Vehicles – both the fighting and transport varieties – played an enormous role in WWII. Here’s a look at the defining features of Vehicles in NBB.
As with infantry, the Platoon is the basic organisational structure for vehicles. A Tank Platoon, for example, is made up of two models (so each model represents two vehicles). A Tank Company is formed with three Platoons and an additional vehicle for the Company Commander. The same rules for Chain of Command that apply to larger Infantry Bodies also apply to Vehicle Bodies, with the exception that the distance allowed for maintaining Cohesion is 4” rather than 2”.
In comparison to Nuts!FE, where we define every man in the tank's crew, stats in NBB are more streamlined.
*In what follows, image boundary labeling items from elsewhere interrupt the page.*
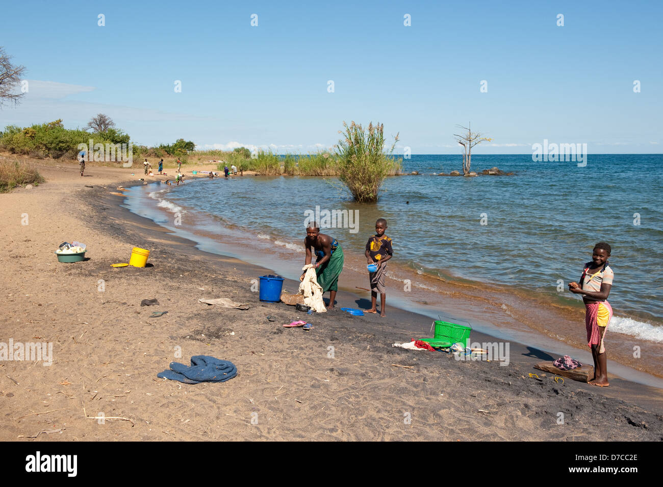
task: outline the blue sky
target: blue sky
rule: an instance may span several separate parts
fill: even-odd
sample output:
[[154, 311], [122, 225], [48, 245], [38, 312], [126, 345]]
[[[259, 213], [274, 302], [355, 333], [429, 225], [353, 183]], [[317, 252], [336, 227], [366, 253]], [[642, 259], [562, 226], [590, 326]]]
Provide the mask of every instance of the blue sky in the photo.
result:
[[344, 120], [373, 121], [400, 132], [396, 152], [454, 154], [456, 125], [471, 121], [493, 139], [476, 153], [530, 153], [544, 139], [593, 153], [663, 152], [663, 3], [3, 8], [0, 45], [27, 67], [29, 92], [0, 109], [1, 127], [62, 118], [74, 128], [103, 113], [138, 143], [182, 137], [201, 149], [282, 153], [329, 147]]

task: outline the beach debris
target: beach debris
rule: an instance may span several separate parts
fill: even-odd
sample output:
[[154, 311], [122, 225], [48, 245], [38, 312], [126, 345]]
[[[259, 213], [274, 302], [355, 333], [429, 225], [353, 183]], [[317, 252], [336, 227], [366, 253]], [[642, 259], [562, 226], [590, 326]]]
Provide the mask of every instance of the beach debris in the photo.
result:
[[17, 419], [21, 419], [21, 418], [27, 417], [28, 416], [34, 416], [36, 415], [38, 416], [40, 414], [46, 414], [48, 413], [54, 413], [56, 411], [62, 411], [62, 409], [68, 409], [68, 407], [60, 407], [59, 409], [51, 409], [50, 411], [42, 411], [41, 413], [30, 413], [30, 414], [24, 414], [23, 416], [19, 416]]
[[392, 346], [405, 348], [408, 350], [429, 350], [430, 352], [435, 352], [435, 349], [426, 342], [422, 342], [420, 340], [415, 340], [414, 338], [412, 338], [411, 342], [406, 343], [394, 343], [392, 344]]
[[296, 328], [298, 326], [303, 326], [305, 324], [306, 324], [306, 321], [302, 321], [301, 320], [300, 320], [299, 321], [293, 321], [292, 323], [286, 323], [285, 324], [283, 325], [283, 327]]
[[216, 298], [215, 299], [200, 299], [198, 300], [198, 302], [204, 303], [206, 305], [214, 305], [215, 306], [219, 306], [221, 308], [234, 308], [235, 309], [241, 309], [244, 311], [251, 307], [248, 304], [235, 303], [229, 298]]
[[34, 435], [33, 436], [26, 437], [26, 438], [36, 438], [38, 436], [39, 436], [42, 433], [44, 433], [46, 435], [51, 435], [51, 434], [52, 434], [54, 433], [60, 433], [60, 431], [64, 431], [64, 430], [65, 430], [64, 428], [60, 428], [59, 429], [42, 429], [41, 431], [40, 431], [39, 433], [38, 433], [36, 435]]
[[81, 244], [80, 242], [63, 242], [58, 247], [58, 249], [55, 251], [56, 253], [68, 254], [84, 252], [86, 251], [86, 245], [85, 244]]
[[156, 374], [161, 379], [176, 380], [188, 384], [200, 382], [225, 382], [237, 375], [237, 368], [228, 360], [208, 355], [195, 355], [191, 365], [170, 362], [170, 370]]
[[562, 370], [553, 364], [552, 362], [540, 362], [534, 364], [534, 367], [544, 372], [550, 372], [554, 375], [561, 376], [579, 382], [588, 382], [594, 376], [594, 368], [590, 365], [585, 364], [571, 370]]

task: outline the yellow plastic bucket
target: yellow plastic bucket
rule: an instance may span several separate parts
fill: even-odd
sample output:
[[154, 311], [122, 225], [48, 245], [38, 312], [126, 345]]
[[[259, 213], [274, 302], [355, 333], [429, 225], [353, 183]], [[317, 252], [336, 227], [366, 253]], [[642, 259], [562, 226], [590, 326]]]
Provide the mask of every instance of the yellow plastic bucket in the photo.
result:
[[134, 247], [131, 251], [131, 258], [129, 259], [129, 265], [135, 267], [144, 267], [147, 263], [147, 257], [150, 255], [150, 251], [141, 249], [139, 247]]

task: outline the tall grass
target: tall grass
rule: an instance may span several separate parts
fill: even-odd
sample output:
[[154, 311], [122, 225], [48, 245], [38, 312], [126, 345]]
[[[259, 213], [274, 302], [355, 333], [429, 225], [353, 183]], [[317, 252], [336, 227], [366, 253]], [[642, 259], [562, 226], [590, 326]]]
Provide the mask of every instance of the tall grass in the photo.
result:
[[39, 171], [29, 163], [0, 159], [0, 192], [23, 184], [36, 186], [43, 182]]
[[345, 132], [339, 133], [343, 138], [336, 145], [339, 179], [347, 186], [355, 200], [375, 202], [385, 178], [400, 171], [402, 160], [392, 157], [398, 135], [394, 137], [389, 151], [385, 152], [383, 125], [373, 126], [371, 122], [367, 130], [353, 121], [349, 126], [343, 122], [343, 126]]
[[338, 161], [334, 154], [326, 151], [300, 155], [296, 173], [302, 176], [337, 176]]

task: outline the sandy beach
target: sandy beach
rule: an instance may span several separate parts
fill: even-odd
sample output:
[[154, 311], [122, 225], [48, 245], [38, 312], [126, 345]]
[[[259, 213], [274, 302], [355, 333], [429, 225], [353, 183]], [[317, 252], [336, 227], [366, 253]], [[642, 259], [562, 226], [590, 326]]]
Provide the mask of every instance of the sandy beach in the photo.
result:
[[[617, 377], [605, 389], [556, 382], [532, 366], [557, 356], [526, 344], [511, 342], [508, 365], [394, 348], [426, 336], [431, 320], [393, 307], [386, 319], [308, 316], [261, 302], [251, 281], [269, 269], [198, 250], [121, 207], [118, 187], [142, 176], [93, 164], [83, 178], [74, 164], [38, 169], [46, 183], [0, 194], [9, 244], [0, 342], [51, 342], [52, 364], [0, 362], [3, 441], [663, 440], [660, 389]], [[54, 250], [72, 240], [87, 244], [89, 259], [58, 263]], [[150, 249], [148, 267], [111, 266], [135, 246]], [[198, 301], [218, 297], [251, 307]], [[141, 306], [152, 299], [159, 305]], [[347, 292], [337, 300], [367, 307]], [[299, 318], [313, 329], [282, 326]], [[157, 378], [195, 355], [230, 360], [239, 374], [197, 385]]]

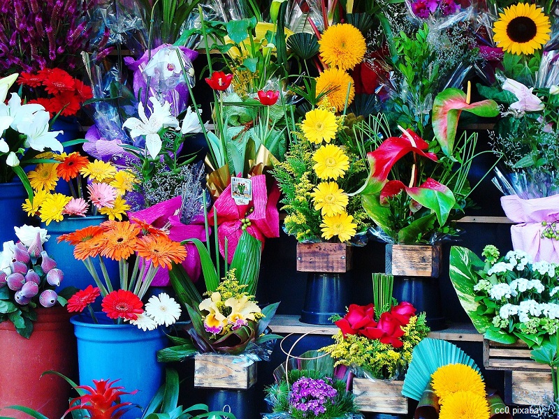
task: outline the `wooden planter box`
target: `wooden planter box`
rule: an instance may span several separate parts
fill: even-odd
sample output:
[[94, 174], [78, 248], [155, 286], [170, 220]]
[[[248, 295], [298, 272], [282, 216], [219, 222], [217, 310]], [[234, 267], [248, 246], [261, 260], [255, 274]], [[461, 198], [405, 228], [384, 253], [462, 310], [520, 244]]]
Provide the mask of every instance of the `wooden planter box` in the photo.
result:
[[246, 357], [202, 353], [194, 357], [194, 387], [247, 390], [256, 382], [256, 362]]
[[407, 399], [402, 395], [403, 381], [354, 378], [355, 402], [362, 412], [407, 414]]
[[300, 272], [347, 272], [352, 267], [352, 247], [345, 243], [297, 243]]
[[439, 277], [440, 244], [386, 244], [385, 272], [400, 277]]
[[521, 340], [507, 345], [484, 339], [484, 366], [487, 369], [548, 372], [549, 366], [530, 358], [530, 349]]

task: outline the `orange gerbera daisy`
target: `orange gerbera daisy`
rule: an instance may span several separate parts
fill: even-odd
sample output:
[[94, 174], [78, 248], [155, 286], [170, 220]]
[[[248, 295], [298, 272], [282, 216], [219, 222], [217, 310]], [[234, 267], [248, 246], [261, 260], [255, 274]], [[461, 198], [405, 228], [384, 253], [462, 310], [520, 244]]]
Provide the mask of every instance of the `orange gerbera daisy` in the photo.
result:
[[80, 170], [89, 163], [87, 157], [84, 157], [77, 152], [61, 157], [62, 159], [57, 159], [61, 161], [57, 167], [57, 174], [66, 182], [77, 177]]
[[171, 268], [171, 262], [180, 263], [187, 257], [187, 249], [166, 235], [145, 236], [138, 241], [138, 255], [155, 267]]
[[101, 255], [112, 259], [122, 260], [128, 258], [136, 251], [140, 228], [129, 221], [114, 223], [114, 227], [105, 232], [107, 242]]
[[63, 234], [59, 236], [57, 240], [60, 242], [68, 242], [72, 246], [75, 246], [78, 243], [87, 242], [90, 240], [95, 236], [102, 234], [103, 228], [99, 226], [89, 226], [81, 230], [76, 230], [73, 233], [68, 233], [68, 234]]

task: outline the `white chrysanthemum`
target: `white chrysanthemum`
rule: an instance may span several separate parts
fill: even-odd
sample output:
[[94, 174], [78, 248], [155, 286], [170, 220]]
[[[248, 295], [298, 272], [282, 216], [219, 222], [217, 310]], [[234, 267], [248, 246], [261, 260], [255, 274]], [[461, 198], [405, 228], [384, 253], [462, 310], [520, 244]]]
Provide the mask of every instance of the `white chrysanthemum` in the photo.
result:
[[157, 325], [169, 326], [180, 316], [180, 306], [168, 294], [154, 295], [145, 304], [145, 313], [155, 321]]
[[144, 332], [153, 330], [157, 327], [157, 323], [155, 323], [155, 321], [149, 316], [146, 316], [145, 312], [143, 314], [138, 314], [138, 319], [131, 320], [130, 323], [138, 326], [138, 329], [141, 329]]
They feature:
- a single Rep for the entire vehicle/crew (determined randomly)
- an Armor Value (between 0 and 5)
- an Armor Piercing Rating (APR) for the Main Gun (between 1 and 7 - if applicable)
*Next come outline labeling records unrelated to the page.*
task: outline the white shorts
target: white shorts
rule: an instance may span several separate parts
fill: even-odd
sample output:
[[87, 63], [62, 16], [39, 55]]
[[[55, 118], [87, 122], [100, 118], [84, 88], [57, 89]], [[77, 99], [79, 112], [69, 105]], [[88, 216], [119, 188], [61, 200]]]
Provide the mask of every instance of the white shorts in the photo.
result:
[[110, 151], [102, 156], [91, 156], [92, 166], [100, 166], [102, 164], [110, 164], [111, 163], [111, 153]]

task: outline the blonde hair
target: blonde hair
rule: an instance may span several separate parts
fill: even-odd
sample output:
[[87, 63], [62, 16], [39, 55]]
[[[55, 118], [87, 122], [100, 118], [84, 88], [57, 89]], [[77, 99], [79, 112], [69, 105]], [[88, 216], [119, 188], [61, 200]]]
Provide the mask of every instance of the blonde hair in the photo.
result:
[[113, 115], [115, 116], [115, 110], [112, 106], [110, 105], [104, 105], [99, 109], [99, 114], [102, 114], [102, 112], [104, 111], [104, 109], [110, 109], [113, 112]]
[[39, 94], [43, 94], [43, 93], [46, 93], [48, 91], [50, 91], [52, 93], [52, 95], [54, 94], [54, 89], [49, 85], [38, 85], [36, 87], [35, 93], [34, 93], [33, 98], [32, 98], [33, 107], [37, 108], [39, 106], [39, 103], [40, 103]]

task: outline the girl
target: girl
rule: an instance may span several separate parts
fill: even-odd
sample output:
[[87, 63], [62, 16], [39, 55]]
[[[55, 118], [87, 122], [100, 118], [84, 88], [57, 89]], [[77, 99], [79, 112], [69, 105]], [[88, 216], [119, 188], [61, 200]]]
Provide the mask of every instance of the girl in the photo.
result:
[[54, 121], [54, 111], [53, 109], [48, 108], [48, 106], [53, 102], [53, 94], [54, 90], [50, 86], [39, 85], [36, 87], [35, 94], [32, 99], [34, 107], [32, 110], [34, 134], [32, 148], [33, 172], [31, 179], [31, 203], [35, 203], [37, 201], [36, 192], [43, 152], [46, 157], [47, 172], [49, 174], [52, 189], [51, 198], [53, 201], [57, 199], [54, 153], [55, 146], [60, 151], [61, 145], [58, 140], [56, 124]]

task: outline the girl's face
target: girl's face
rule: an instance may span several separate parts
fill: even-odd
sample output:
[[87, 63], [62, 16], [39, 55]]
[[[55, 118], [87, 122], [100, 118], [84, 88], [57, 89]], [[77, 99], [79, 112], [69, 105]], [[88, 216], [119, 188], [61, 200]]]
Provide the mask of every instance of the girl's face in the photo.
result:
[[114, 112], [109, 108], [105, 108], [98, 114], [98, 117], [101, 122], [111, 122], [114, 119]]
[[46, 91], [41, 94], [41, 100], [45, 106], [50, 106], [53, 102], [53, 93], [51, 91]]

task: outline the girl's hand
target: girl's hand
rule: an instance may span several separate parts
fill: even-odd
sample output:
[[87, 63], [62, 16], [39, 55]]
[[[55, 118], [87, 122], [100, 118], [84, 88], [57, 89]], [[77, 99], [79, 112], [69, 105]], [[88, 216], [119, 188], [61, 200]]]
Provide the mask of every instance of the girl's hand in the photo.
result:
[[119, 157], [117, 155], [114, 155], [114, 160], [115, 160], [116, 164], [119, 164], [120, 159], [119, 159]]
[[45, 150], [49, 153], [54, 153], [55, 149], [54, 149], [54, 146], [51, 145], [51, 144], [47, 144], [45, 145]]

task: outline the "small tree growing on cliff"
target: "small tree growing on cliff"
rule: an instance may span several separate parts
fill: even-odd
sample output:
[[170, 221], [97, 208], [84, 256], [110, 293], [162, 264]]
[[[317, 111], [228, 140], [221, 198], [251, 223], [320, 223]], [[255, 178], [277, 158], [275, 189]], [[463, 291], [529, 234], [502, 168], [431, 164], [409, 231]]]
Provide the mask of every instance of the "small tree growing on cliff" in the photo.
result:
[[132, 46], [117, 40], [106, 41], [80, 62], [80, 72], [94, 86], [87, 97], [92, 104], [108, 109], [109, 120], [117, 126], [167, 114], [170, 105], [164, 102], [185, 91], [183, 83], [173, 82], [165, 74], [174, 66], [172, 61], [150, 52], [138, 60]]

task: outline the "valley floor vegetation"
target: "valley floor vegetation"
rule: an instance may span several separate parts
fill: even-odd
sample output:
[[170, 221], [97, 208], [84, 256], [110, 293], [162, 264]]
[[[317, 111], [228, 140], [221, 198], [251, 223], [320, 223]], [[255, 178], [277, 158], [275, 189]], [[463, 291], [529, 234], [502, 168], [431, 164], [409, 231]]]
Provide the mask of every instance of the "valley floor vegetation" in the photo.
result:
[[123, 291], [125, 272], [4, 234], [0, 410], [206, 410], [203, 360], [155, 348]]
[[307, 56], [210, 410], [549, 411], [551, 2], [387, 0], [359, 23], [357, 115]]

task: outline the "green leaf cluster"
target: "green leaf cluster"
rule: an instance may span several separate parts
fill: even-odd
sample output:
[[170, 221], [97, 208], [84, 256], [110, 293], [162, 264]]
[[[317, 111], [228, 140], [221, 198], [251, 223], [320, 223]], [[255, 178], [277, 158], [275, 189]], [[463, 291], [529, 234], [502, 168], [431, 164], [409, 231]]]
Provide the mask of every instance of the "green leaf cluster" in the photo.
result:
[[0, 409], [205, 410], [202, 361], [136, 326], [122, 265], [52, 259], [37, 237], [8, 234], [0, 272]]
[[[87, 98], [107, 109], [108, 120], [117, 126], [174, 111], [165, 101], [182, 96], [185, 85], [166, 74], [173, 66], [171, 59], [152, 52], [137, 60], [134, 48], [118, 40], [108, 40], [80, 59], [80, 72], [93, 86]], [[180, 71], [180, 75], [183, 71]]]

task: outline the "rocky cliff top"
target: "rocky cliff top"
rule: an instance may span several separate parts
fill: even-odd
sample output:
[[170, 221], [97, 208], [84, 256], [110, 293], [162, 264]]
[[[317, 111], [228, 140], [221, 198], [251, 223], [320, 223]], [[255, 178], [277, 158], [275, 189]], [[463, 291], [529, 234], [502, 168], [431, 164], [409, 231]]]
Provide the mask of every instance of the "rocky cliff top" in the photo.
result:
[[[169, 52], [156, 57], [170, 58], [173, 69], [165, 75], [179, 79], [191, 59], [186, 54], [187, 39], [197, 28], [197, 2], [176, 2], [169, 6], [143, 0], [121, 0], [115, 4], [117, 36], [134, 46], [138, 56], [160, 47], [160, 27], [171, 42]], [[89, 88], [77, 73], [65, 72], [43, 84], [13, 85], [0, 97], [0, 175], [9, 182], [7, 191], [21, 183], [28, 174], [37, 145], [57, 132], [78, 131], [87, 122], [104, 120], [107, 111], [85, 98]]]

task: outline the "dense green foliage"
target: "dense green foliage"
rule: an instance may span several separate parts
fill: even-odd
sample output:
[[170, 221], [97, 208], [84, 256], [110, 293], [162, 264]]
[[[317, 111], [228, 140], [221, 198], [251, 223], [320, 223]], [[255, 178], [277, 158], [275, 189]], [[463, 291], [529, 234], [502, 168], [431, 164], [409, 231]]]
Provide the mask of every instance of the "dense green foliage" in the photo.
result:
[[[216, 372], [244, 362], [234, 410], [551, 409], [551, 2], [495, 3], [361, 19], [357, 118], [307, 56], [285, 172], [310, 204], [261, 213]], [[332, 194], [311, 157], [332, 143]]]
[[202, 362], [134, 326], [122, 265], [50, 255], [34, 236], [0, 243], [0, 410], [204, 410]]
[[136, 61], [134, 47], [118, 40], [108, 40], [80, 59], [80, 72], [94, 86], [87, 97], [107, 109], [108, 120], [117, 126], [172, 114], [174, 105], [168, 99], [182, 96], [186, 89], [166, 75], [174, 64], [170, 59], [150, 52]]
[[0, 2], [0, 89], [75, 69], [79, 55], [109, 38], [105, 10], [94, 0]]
- two Movement rates (On-road/Off-road)
Let’s take a look at some examples:
|German StuG III Assault Gun|
StuG III G: Rep X; Armor 3; APR 4; Move 9/6
|American M26 Pershing|
M26 Pershing: Rep X; Armor 4; APR 6; Move 9/6
|M3 Halftrack Transport|
M3 Halftrack: Rep X; Armor 1W; APR 0; Move 9/6
(Spot the ‘W’ after the Armor value? This indicates that troops being transported in this open-topped vehicle can also be targeted with Small Arms or Mortar fire. And APR 0? No Main Gun means no Armour Piercing capability).
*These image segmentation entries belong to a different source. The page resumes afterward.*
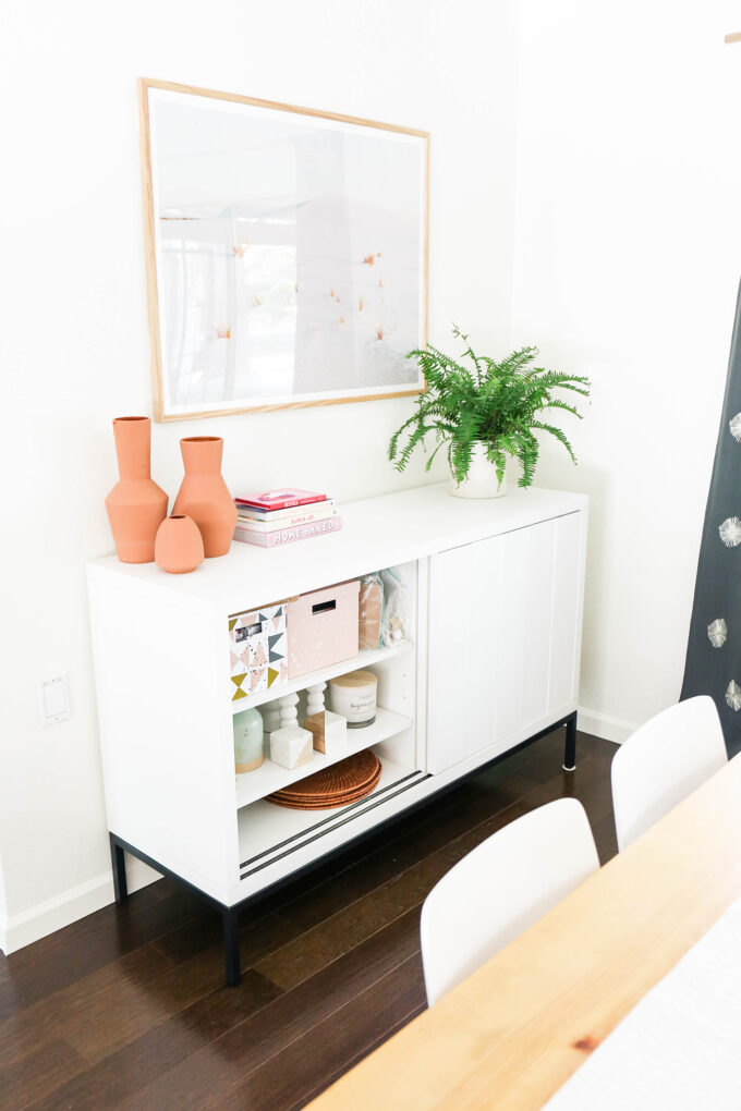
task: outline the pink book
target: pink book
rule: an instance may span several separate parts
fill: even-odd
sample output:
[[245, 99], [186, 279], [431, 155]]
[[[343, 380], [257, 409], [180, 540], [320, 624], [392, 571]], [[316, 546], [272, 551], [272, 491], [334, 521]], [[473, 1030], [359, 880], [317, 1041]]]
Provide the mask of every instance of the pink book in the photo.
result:
[[273, 532], [276, 529], [291, 529], [294, 524], [309, 524], [310, 521], [334, 517], [337, 508], [333, 501], [318, 501], [313, 506], [281, 509], [274, 513], [253, 513], [246, 506], [238, 506], [238, 513], [237, 523], [240, 528], [252, 529], [254, 532]]
[[239, 524], [234, 529], [234, 540], [246, 544], [257, 544], [259, 548], [274, 548], [277, 544], [290, 544], [294, 540], [308, 540], [310, 537], [321, 537], [326, 532], [338, 532], [342, 528], [341, 517], [328, 517], [323, 521], [311, 521], [309, 524], [294, 524], [290, 529], [276, 529], [274, 532], [252, 532]]
[[292, 509], [294, 506], [311, 506], [316, 501], [327, 501], [327, 494], [288, 487], [284, 490], [266, 490], [263, 493], [256, 494], [254, 498], [234, 498], [234, 501], [238, 506], [251, 506], [254, 509], [271, 511]]

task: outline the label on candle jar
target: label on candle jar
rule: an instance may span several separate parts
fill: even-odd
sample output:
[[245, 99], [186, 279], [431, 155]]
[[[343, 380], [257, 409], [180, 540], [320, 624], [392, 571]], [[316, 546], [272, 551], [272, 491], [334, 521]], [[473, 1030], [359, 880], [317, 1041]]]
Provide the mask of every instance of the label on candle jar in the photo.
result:
[[330, 680], [332, 710], [347, 719], [348, 729], [361, 729], [375, 721], [377, 685], [372, 671], [354, 671]]

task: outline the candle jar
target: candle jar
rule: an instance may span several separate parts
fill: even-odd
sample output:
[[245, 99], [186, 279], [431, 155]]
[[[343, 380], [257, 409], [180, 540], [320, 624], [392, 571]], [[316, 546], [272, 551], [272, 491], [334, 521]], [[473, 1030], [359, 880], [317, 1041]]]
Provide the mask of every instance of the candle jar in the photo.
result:
[[232, 719], [234, 767], [238, 774], [254, 771], [262, 763], [262, 715], [259, 710], [242, 710]]
[[333, 713], [347, 718], [348, 729], [363, 729], [375, 721], [378, 679], [372, 671], [350, 671], [329, 681]]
An important aspect of how vehicles are handled in NBB is their Front Facing, which is defined by a line drawn across a vehicle's front edge, like this:
|Front Facing on a StuG Assault Gun|
If you score a hit on an enemy vehicle from behind its Front Facing, you’ll be more likely to penetrate and destroy it. Front Facing can also restrict what you can target: A vehicle with a fixed Main Gun, like the above StuG, can only fire at targets in its Front Facing. A vehicle with a turret however, such as the Pershing below, can fire in any direction, but is still more vulnerable when taking a hit from behind its Front Facing.